Fig 3: Velocimetria Doppler delle arterie uterine in una gravidanza complicata con pre-eclampsia.

Velocimetria Doppler sulle arterie uterine nel primo trimestre

Un difetto di placentazione associato a un’anormale velocità del flusso sanguigno e a un’alta resistenza dei vasi placentari, è associata a un maggior rischio di sviluppare pre-eclampsia e restrizione della crescita intra-uterina (IUGR). L’utilizzo del Doppler delle arterie uterine rappresenta un metodo non invasivo che può rilevare tali anomalie. Le basse velocità diastoliche e il notch diastolico precoce caratterizzano la forma dell’onda del flusso sanguigno nelle arterie uterine nelle donne che non sono in gravidanza o che sono nel loro primo trimestre. La persistenza del notch diastolico oltre la 24° settimana di età gestazionale o rapporti di velocità del flusso anomalo sono stati invece associati a un’invasione trofoblastica inadeguata e quindi a una placentazione anomala102.

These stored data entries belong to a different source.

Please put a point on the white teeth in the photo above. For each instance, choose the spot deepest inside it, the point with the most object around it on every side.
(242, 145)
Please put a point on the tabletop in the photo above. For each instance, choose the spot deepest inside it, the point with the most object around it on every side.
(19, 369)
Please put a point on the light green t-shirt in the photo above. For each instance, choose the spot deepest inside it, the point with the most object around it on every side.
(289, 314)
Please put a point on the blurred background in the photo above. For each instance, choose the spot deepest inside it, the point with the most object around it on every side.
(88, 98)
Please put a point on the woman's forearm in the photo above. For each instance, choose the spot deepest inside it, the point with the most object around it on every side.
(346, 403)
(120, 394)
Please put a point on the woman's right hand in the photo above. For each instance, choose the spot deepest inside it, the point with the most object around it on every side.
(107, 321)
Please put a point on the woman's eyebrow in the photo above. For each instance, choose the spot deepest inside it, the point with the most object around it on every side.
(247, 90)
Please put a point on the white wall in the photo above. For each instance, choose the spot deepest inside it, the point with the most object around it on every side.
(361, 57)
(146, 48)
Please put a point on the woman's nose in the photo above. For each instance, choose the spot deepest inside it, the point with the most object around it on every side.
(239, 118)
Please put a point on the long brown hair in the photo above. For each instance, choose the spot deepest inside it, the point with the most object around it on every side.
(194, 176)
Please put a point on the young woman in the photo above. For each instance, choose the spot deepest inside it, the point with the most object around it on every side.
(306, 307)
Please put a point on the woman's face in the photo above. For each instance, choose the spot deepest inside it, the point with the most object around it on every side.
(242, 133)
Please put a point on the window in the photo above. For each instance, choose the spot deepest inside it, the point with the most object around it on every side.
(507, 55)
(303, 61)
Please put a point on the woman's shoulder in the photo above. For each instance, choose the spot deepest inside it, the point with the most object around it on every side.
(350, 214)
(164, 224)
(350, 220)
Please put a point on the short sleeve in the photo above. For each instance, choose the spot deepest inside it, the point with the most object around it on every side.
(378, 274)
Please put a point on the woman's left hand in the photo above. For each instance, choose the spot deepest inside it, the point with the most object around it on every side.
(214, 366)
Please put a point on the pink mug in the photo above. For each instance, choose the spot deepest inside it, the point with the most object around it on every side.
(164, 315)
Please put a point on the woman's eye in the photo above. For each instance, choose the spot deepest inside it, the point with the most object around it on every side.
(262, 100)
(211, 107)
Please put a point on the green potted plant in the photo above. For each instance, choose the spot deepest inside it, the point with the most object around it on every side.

Una previsione accurata della pre-eclampsia e della IUGR è fondamentale per permettere un adeguato monitoraggio e trattamento preventivo col fine di migliorare l’outcome materno e perinatale103-104.

La valutazione Doppler dell’impedenza dell’arteria uterina può essere eseguita tra le 11 e le 13 + 6 settimane di età gestazionale tramite un approccio vaginale o trans-addominale (metodica preferita in quanto meno invasiva e con una buona riproducibilità). I valori di PI e RI ricavati mediante lo studio della velocimetria Doppler delle arterie uterine, fisiologicamente, diminuiscono all’aumentare dell’età gestazionale: rappresenta l’espressione della riduzione dell’impedenza nei vasi uterini a seguito dell’invasione trofoblastica105.